Sterling: rose for the second day in a row to close at 1.3084, up 0.20%. Technically, the relative strength index on the daily chart is still hovering around 70 — moderately overbought. Momentum remained strong with sterling/DOLLAR trading above its 50, 100 and 200-day simple averages. In short, the outlook is not 100% bullish. Of immediate concern are 1.3060, the temporary upper limit in August, and 1.3145, the temporary peak before the outbreak. On the upside, the more important resistance is at 1.32, a high before the March crash. Further gains would see a move to January highs of 1.3270, followed by 1.3350 and 1.3510. On the downside, strong support at the August low of 1.2985. If it falls further, the next level to watch is 1.2870, which has been the support line since February. This is followed by 1.2815 and 1.2700 — the latter is where the 50-day moving average meets the 200-day moving average.
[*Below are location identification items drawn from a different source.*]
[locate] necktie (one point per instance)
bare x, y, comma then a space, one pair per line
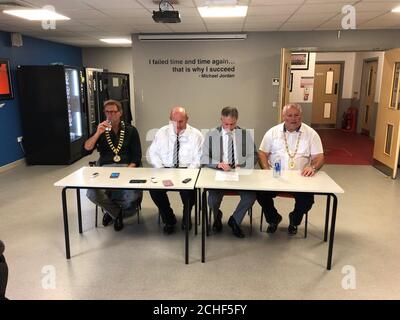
176, 153
231, 151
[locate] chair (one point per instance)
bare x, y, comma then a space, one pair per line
138, 206
285, 195
249, 212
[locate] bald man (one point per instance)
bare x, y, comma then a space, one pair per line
176, 145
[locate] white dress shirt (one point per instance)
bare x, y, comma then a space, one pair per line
225, 141
161, 151
274, 143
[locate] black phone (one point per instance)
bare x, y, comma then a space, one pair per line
114, 175
137, 181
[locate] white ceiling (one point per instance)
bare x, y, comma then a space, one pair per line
95, 19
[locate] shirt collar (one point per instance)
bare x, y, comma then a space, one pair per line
183, 133
299, 129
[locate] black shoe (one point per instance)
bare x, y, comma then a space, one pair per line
273, 226
169, 229
235, 228
183, 225
217, 225
107, 219
292, 230
119, 223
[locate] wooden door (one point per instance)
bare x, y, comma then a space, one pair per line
367, 97
387, 133
285, 81
326, 95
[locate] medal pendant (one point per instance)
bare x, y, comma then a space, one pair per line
117, 158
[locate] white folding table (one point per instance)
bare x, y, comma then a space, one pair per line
262, 180
83, 179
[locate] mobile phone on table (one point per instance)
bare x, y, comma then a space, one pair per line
167, 183
114, 175
137, 181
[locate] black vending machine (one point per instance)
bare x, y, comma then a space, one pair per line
112, 85
53, 113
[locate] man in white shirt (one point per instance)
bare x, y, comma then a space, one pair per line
176, 145
298, 147
228, 147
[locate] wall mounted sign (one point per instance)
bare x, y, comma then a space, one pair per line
202, 67
300, 60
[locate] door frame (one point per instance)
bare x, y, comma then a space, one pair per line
340, 92
362, 76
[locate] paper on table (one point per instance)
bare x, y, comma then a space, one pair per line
226, 176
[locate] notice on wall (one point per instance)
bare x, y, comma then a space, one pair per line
307, 82
199, 67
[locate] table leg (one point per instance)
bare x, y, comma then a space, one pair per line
65, 215
328, 209
195, 211
204, 224
187, 214
78, 199
332, 233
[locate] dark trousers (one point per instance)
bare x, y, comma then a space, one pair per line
161, 200
3, 277
303, 203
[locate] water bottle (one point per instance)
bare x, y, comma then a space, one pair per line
277, 168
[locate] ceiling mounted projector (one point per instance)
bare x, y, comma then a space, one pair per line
166, 13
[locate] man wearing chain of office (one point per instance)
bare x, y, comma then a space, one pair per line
298, 147
119, 146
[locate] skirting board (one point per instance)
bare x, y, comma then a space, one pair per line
12, 165
383, 168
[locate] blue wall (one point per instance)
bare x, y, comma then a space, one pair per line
33, 52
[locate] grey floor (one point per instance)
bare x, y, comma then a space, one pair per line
140, 262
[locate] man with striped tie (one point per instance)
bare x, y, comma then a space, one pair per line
176, 145
228, 147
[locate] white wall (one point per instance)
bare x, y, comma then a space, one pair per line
115, 60
297, 94
359, 61
349, 60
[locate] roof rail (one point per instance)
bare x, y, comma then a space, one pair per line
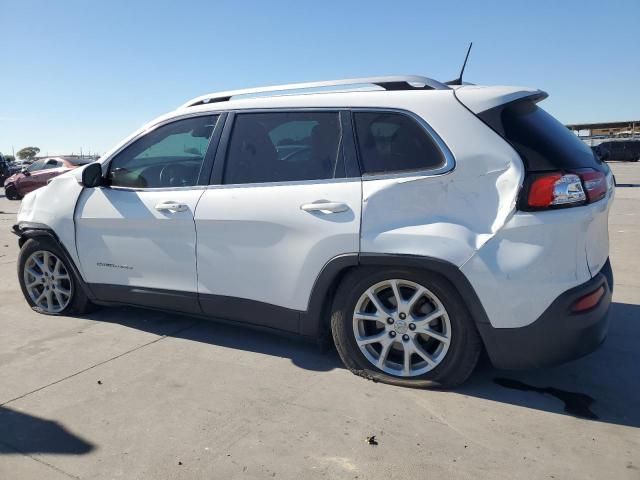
395, 82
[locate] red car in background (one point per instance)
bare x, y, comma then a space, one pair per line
37, 174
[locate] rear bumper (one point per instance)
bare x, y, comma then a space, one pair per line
558, 335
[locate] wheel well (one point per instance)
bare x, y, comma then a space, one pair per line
316, 321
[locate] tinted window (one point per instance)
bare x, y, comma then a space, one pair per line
37, 165
542, 141
393, 142
283, 146
169, 156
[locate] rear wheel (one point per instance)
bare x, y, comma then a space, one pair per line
48, 282
404, 327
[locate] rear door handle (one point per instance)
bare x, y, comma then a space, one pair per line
325, 207
172, 207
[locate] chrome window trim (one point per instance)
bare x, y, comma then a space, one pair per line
285, 183
449, 158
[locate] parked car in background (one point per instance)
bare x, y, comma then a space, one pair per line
37, 175
622, 150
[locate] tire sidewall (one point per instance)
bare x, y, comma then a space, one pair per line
463, 330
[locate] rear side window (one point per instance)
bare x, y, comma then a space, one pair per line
394, 142
284, 147
542, 141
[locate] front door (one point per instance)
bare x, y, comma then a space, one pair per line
136, 237
286, 205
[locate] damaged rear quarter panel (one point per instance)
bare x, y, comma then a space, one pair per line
448, 216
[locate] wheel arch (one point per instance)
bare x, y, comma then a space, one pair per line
26, 232
316, 320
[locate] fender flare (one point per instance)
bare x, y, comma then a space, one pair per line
28, 231
315, 321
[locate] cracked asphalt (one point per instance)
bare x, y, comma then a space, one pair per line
135, 394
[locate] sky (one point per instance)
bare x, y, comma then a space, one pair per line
85, 74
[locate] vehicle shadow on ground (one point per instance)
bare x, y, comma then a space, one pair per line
602, 386
31, 434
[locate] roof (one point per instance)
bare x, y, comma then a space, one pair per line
597, 125
393, 82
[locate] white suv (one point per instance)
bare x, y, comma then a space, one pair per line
415, 222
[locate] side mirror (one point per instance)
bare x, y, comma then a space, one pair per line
92, 175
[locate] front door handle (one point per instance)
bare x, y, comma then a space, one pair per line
325, 207
172, 207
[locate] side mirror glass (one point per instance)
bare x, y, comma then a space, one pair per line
92, 175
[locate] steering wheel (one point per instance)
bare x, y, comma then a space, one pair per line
291, 156
173, 176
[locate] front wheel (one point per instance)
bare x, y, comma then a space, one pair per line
404, 327
48, 282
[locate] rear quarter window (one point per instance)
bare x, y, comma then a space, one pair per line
542, 141
394, 142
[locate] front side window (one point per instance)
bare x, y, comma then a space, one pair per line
169, 156
394, 142
283, 147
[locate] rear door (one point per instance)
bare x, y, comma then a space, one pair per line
136, 236
286, 200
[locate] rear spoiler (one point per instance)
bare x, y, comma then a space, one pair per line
479, 99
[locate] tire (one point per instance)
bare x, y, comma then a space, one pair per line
58, 286
12, 193
453, 344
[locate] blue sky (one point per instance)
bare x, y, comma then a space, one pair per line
84, 74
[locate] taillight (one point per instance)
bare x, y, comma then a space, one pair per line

Yen: Usd/JPY turned lower, closing down 0.31% at 106.59. Technically, the relative strength index rose to 45.16 on Friday, slightly above where it opened this week and its highest level since July 22. Moving averages are above current levels with initial resistance at 107.40 and further resistance at 108.00. The dollar’s return to 106.00 against the yen reinforced the view that its ability to move further has been exhausted. In the downward direction, initial support is at 105.35 and further support is at 104.20. If it breaks below 103.00, it will fall to 103.00.
The stock market
On Friday (Aug. 14), traders digested mixed economic data and asked Congress for further clues from the Novel Coronavirus Stimulus Bill. On Wall Street, trading was light and little changed: the S&P 500 failed to break its February record, falling less than 0.1% to close at 3,372.85. The Nasdaq Composite index fell 0.21% to 11,019.3; The Dow Jones Industrial Average gained 34.3 points, or 0.12%, to close at 27,931.02.
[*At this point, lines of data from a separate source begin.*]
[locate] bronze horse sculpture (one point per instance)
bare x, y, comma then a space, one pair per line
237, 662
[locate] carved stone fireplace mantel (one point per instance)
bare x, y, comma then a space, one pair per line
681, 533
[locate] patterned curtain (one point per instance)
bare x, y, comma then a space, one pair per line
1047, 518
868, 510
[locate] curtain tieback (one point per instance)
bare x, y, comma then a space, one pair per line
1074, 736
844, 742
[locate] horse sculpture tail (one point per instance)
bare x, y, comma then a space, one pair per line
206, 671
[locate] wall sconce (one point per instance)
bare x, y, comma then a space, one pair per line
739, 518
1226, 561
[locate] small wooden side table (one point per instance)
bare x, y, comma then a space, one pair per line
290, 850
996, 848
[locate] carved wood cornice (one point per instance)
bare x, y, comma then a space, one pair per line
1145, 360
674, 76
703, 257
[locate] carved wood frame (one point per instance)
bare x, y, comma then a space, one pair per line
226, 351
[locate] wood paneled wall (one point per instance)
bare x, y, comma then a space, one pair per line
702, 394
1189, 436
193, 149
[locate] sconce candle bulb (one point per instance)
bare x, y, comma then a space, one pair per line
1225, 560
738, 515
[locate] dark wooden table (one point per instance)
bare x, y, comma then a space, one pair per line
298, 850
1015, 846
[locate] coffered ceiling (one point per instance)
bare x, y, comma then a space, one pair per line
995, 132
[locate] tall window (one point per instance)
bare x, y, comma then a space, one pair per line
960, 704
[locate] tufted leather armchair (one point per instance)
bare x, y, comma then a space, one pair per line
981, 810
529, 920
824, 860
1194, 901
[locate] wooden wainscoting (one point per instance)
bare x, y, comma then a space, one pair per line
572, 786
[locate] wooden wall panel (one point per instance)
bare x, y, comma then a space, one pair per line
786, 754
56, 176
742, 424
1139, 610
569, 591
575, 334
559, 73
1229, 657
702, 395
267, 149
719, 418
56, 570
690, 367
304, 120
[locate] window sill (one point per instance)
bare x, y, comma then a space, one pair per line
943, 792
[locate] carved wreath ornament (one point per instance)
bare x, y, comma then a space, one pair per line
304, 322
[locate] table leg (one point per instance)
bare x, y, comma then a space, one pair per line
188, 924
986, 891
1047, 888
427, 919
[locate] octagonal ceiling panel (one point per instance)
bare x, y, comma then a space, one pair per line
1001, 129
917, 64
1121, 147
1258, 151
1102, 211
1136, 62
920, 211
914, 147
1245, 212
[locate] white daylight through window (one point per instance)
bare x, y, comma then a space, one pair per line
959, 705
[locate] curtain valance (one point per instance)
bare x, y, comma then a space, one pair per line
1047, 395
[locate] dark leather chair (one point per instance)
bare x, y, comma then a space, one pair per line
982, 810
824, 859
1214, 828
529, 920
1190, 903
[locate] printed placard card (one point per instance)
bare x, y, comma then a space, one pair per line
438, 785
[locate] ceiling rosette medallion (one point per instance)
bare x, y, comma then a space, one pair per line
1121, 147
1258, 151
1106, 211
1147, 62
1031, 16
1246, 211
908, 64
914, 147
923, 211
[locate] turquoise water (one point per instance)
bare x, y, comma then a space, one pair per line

London (Marketwatch) – European stocks fell on Friday as fears of a second coVID-19 outbreak prompted the U.K. to impose new quarantine measures. In Europe, the Stoxx 600 index closed down 4.46 points, or 1.20 percent, at 368.07. Travel and leisure stocks led the way, falling more than 2 per cent. Germany’s DAX index closed down 92.37 points, or 0.71 percent, at 12,901.34. Britain’s FTSE 100 index closed down 95.58 points, or 1.55%, at 6090.04. The CAC40 index in France closed down 79.45 points, or 1.58%, at 4,962.93. Spain’s IBEX35 index closed down 95.50 points, or 1.32%, at 7,155.00. Italy’s FTSE index closed down 229.20 points, or 1.13%, at 20028.11. In Europe, the Stoxx 50 index closed down 36.40 points, or 1.09 percent, at 3,306.45.
Spot gold closed at $1,943.67 an ounce, down $9.35, or 0.48 percent, after falling $90.94, or 4.47 percent, on the week. On the day, spot gold hit as high as $1962.09 an ounce and as low as $1931.92, fluctuating by more than $30.
Gold futures in New York snapped a nine-week winning streak: COMEX gold for December delivery ended down nearly 1.1 percent at $1,949.80 an ounce, down about 3.9 percent for the week and down for the first weekly decline since June 5.
The International Energy Agency (IEA) and Opec each lowered their forecasts for global oil demand this year in their latest monthly reports. Oil prices closed lower on Friday. Brent crude for October delivery was down 16 cents, or 0.4%, at $44.96 a barrel. For the week, WTI crude rose 72 cents, or 1.7%, from 2.4%, the week before. Cloth oil rose 46 cents, or 1%.